At the time the trust account statement was prepared, Skinner had a balance of $8.31, and the
average monthly balance in the six month period preceding his suit was $10.36. Further, the
average amount deposited each month in the preceding six months was $65.83. Moreover, in the
six months preceding the filing of his lawsuit, $395.00 had been deposited in Skinner’s account,
2
Skinner earlier stated in his declaration that he had “another source of income” sent to him by family and
a friend that amounted to $65 per month. Skinner further set forth that he had $8.31 in his prison trust account.
Skinner also stated that he has received an average of $215 in the past six months.
3
$215.00 of which had been deposited in the three month period prior to the date Skinner filed
suit.
In sum, because Skinner had funds in his inmate trust account, he is not considered
indigent, and his allegation of indigency was, therefore, false.3 See Terry, 320 S.W.3d at 397;
see also Foster v. Comal Cnty. Sheriff, No. 03-08-00539-CV, 2009 WL 2476652, at *2 (Tex.
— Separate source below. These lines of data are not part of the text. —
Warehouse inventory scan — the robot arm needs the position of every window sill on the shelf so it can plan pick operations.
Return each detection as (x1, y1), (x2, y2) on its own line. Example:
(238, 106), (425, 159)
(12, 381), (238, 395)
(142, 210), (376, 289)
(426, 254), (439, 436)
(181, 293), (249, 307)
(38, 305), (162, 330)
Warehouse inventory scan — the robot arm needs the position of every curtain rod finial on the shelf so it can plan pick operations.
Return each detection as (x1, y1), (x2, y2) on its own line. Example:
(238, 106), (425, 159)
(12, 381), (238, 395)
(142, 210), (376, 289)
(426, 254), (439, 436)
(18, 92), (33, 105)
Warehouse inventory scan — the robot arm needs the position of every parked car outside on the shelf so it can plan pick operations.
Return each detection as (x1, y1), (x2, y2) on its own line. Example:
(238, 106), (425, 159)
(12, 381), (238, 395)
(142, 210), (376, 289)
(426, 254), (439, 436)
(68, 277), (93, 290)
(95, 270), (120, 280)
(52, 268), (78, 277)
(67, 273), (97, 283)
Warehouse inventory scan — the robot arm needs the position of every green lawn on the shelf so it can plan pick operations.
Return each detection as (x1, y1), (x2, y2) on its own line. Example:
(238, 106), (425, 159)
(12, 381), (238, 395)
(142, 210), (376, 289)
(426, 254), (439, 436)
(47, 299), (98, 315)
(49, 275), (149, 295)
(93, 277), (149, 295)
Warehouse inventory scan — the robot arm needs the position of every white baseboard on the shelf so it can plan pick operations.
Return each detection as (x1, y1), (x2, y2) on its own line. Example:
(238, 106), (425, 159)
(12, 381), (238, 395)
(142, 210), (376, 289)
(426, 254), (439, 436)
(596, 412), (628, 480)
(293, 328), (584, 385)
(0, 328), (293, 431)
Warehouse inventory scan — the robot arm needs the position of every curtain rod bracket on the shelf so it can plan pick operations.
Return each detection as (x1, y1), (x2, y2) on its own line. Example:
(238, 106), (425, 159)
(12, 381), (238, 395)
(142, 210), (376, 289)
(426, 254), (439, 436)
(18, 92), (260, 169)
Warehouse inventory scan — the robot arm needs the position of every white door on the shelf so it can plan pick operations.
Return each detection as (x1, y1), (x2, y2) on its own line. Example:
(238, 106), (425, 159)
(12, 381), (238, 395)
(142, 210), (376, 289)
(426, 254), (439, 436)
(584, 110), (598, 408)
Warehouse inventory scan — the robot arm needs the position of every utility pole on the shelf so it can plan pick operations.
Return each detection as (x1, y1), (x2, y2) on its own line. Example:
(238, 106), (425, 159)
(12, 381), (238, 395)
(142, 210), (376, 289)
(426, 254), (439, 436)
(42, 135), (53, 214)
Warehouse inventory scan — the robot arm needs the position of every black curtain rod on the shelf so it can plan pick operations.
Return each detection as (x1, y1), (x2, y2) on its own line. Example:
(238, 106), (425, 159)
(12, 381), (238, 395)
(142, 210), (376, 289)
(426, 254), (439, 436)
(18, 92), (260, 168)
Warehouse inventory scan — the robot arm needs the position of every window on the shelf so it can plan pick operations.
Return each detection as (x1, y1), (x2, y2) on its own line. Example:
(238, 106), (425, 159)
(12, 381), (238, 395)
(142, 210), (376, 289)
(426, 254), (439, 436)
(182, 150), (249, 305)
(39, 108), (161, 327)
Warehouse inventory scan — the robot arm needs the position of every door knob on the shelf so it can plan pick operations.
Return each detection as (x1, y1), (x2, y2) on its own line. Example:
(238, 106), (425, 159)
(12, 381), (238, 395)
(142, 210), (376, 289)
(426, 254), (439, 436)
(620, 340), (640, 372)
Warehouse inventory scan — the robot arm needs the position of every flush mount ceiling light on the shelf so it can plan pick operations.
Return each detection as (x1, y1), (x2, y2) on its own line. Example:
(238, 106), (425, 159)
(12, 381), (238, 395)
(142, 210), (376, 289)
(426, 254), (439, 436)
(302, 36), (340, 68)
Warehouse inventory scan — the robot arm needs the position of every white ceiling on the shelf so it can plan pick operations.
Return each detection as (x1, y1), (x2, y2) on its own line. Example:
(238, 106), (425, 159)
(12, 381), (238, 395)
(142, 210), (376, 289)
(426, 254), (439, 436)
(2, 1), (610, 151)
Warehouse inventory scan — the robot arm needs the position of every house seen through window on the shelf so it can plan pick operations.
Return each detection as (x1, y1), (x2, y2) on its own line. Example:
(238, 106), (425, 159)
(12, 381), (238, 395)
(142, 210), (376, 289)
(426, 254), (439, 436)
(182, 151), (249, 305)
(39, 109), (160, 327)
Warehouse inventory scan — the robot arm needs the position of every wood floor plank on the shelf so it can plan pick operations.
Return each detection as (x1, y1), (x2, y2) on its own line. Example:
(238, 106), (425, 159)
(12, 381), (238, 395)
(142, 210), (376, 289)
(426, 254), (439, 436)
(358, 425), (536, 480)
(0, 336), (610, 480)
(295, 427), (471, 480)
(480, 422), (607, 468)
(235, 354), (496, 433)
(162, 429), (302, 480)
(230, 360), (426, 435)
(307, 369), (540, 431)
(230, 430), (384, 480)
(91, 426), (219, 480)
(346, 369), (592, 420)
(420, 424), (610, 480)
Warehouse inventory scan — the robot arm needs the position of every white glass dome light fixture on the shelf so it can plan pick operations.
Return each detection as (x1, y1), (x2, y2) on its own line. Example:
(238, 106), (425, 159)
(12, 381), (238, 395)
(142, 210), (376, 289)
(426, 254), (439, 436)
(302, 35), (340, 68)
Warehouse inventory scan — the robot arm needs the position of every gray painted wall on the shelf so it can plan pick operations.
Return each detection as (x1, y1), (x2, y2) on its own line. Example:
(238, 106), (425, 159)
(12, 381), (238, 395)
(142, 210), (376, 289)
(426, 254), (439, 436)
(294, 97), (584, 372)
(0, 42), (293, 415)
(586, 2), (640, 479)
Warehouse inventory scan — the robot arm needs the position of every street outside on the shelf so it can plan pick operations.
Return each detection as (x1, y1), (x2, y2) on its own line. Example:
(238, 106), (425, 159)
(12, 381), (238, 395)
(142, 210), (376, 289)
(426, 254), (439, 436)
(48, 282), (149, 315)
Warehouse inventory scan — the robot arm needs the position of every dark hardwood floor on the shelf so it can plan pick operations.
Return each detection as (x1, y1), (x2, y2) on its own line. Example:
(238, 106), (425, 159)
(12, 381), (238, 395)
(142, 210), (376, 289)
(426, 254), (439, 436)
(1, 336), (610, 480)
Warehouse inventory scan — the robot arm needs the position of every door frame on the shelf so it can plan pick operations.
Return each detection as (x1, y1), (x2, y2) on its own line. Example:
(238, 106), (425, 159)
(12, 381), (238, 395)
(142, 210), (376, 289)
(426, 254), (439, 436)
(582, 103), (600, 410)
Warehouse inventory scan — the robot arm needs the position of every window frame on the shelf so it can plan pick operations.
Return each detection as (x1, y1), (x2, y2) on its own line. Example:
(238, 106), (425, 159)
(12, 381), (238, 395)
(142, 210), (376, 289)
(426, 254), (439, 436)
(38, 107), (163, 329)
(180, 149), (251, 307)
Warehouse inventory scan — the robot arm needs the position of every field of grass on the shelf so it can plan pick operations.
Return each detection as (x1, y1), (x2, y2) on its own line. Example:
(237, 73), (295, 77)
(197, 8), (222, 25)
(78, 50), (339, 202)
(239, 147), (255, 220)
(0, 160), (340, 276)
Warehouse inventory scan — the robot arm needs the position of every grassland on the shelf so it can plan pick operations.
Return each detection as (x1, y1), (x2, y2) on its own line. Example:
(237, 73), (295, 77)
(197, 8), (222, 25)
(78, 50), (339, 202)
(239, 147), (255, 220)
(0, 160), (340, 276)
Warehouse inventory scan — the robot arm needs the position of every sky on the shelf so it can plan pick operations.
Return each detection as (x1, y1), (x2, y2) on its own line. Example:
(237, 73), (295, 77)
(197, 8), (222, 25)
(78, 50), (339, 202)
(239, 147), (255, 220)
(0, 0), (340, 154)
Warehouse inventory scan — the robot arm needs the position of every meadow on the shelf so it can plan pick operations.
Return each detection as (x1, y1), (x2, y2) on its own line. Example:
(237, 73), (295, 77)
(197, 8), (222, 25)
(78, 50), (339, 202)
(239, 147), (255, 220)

App.–Austin Aug. 13, 2009, no pet.) (mem. op.) (citing TEX. R. CIV. P. 145(a) (defining “party
who is unable to afford costs” as “a person who is presently receiving a governmental
entitlement based on indigency or any other person who has no ability to pay costs” (emphasis
added)); see also TEX. GOV’T CODE ANN. § 501.014(e)(4) (West 2012) (authorizing withdrawal
of money from inmate trust accounts “as payment in full for all orders for court fees and costs”).
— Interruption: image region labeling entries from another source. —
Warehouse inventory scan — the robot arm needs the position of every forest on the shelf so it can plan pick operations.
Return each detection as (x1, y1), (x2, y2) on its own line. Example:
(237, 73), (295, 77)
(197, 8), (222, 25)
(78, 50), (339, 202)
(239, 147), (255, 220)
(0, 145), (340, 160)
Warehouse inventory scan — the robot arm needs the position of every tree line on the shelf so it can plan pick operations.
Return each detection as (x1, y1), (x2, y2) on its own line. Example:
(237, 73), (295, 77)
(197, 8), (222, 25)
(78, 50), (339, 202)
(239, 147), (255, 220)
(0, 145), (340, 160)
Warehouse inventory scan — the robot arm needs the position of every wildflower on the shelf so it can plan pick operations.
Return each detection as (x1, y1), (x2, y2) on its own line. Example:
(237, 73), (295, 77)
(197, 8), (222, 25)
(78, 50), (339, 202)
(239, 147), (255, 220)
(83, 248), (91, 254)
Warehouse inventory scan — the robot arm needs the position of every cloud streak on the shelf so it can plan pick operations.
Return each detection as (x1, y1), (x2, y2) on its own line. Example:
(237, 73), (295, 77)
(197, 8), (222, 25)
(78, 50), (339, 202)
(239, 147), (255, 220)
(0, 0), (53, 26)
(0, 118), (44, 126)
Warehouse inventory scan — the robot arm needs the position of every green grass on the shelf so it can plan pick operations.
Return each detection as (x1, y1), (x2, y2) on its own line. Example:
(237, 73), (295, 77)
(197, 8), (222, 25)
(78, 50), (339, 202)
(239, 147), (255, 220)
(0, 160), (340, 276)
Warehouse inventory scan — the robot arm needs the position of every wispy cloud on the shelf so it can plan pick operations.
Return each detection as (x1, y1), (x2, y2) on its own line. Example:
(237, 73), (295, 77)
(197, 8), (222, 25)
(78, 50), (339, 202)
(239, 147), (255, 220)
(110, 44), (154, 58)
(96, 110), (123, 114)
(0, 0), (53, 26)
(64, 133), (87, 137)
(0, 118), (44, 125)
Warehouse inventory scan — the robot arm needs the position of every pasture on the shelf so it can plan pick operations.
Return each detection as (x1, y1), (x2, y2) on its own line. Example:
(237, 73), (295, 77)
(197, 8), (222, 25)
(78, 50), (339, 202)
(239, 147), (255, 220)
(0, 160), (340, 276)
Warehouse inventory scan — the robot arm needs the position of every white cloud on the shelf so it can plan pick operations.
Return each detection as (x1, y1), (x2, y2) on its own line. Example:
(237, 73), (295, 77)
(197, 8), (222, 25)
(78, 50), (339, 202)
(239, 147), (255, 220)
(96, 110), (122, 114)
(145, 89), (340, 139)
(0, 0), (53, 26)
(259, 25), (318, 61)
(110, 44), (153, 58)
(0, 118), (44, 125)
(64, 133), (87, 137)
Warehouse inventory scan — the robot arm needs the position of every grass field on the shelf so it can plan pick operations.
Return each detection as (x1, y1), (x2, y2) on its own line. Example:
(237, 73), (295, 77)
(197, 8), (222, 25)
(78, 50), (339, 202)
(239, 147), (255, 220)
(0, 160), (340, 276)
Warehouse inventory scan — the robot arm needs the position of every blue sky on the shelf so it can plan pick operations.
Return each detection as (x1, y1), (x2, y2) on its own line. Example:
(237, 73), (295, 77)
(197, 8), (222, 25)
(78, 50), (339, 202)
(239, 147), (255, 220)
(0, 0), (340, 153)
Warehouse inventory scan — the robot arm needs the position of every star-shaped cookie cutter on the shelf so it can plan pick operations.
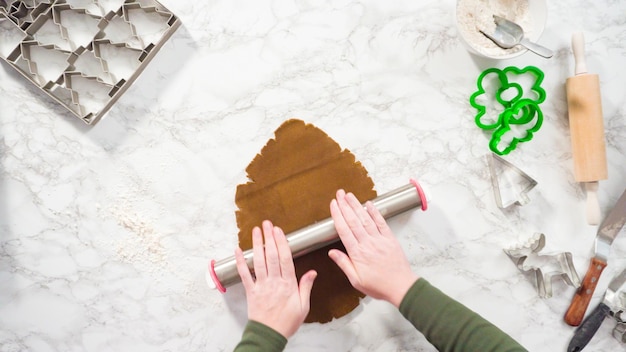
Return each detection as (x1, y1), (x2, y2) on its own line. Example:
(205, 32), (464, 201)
(504, 233), (580, 298)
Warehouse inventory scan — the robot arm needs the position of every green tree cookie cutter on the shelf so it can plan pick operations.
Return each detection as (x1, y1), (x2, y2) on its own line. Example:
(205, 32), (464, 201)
(469, 66), (546, 155)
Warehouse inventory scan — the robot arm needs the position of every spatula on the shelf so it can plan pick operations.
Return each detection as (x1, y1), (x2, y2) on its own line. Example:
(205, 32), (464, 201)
(480, 15), (554, 58)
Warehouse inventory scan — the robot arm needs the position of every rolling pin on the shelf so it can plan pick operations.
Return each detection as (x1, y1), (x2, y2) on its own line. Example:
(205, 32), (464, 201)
(565, 32), (608, 225)
(206, 179), (428, 293)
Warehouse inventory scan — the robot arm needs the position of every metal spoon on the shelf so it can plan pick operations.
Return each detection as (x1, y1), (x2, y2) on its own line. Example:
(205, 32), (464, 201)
(480, 15), (554, 58)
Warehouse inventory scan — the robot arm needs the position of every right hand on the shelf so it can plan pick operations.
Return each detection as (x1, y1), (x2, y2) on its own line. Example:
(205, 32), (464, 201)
(328, 190), (419, 307)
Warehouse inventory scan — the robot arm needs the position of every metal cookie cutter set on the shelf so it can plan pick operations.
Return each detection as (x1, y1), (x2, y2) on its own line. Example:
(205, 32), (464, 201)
(0, 0), (180, 124)
(504, 233), (580, 298)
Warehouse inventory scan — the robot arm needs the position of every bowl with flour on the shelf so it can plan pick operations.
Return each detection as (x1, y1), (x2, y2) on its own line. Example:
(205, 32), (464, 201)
(455, 0), (548, 59)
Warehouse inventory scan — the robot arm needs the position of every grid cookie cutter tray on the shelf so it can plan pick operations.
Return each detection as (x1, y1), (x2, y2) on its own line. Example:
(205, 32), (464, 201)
(0, 0), (181, 124)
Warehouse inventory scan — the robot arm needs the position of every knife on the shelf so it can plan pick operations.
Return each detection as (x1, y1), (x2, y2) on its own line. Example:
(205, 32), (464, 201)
(567, 269), (626, 352)
(565, 190), (626, 326)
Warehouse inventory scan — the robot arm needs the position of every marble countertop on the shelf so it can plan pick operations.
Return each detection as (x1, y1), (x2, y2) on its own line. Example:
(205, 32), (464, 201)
(0, 0), (626, 352)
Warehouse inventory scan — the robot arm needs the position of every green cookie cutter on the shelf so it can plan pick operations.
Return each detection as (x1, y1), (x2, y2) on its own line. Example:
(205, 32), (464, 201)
(469, 66), (546, 155)
(489, 99), (543, 155)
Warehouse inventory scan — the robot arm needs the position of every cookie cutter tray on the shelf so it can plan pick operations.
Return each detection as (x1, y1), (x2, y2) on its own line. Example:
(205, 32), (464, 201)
(0, 0), (181, 124)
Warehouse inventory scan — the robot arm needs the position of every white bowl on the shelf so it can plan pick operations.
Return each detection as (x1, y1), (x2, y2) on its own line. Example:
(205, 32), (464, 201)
(454, 0), (548, 59)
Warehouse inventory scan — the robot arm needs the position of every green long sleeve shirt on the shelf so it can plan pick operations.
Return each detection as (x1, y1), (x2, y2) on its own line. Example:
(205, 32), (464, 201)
(235, 279), (526, 352)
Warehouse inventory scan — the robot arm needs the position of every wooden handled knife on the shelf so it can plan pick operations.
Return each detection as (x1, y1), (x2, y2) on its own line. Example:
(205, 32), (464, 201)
(567, 269), (626, 352)
(565, 190), (626, 326)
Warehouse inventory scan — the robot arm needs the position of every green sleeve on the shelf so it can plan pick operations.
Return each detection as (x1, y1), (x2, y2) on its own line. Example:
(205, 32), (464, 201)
(400, 279), (526, 352)
(235, 320), (287, 352)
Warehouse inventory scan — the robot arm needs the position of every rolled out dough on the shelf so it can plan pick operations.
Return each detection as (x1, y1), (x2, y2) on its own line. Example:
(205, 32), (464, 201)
(235, 119), (376, 323)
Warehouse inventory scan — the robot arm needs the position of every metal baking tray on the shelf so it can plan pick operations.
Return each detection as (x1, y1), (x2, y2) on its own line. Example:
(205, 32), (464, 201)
(0, 0), (180, 124)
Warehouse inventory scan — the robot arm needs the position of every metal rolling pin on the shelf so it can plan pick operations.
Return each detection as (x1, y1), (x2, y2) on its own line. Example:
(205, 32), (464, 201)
(207, 179), (427, 293)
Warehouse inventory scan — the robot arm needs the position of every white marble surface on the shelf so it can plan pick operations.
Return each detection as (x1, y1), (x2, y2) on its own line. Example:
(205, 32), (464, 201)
(0, 0), (626, 352)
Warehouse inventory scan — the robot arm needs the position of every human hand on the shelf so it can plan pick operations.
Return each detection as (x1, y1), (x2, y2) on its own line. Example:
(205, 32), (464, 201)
(328, 190), (419, 307)
(235, 220), (317, 338)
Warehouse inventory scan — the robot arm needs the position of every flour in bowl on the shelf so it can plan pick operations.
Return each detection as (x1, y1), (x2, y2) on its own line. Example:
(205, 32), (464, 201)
(456, 0), (532, 56)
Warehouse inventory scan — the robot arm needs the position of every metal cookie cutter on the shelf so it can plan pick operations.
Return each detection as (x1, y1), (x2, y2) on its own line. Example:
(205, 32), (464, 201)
(487, 153), (537, 209)
(504, 233), (580, 298)
(0, 0), (181, 124)
(469, 66), (546, 155)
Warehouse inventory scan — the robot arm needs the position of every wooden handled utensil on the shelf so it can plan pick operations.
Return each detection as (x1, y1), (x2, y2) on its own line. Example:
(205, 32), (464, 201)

Accordingly, we hold that the trial court did not abuse its discretion when it dismissed Skinner’s
suit and when it declined to grant him leave to amend his pleadings after the suit had been
dismissed because Skinner made a false allegation of indigency in his declaration of inability to
pay costs. See TEX. CIV. PRAC. & REM. CODE ANN. § 14.003(a)(1); McClain, 320 S.W.3d at
398. Skinner’s first and second issues are overruled.
DISPOSITION
Having overruled Skinner’s first and second issues, we affirm the trial court’s judgment.
JAMES T. WORTHEN
Chief Justice
Opinion delivered August 30, 2013.
Panel consisted of Worthen, C.J., Griffith, J., and Hoyle, J.
(PUBLISH)
3
Skinner did not use the word “indigent” in his declaration. However, he stated that the declaration was
filed pursuant to Texas Rule of Civil Procedure 145, which outlines the requisites of an Affidavit on Indigency. See
TEX. R. CIV. P. 145(a), (b).
4
COURT OF APPEALS
TWELFTH COURT OF APPEALS DISTRICT OF TEXAS
JUDGMENT
AUGUST 30, 2013
NO. 12-13-00123-CV
JESSE PAUL SKINNER,
Appellant
V.
TEXAS DEPARTMENT OF CRIMINAL JUSTICE, ANGELA BRICE AND JEREMY
LARUE,
Appellees
Appeal from the 349th District Court
of Houston County, Texas (Tr.Ct.No. 13-0042)
THIS CAUSE came to be heard on the appellate record and briefs filed
herein, and the same being considered, it is the opinion of this court that there was no error in the
judgment.
It is therefore ORDERED, ADJUDGED and DECREED that the judgment
of the court below be in all things affirmed, and that this decision be certified to the court
below for observance.
James T. Worthen, Chief Justice.
Panel consisted of Worthen, C.J., Griffith, J., and Hoyle, J.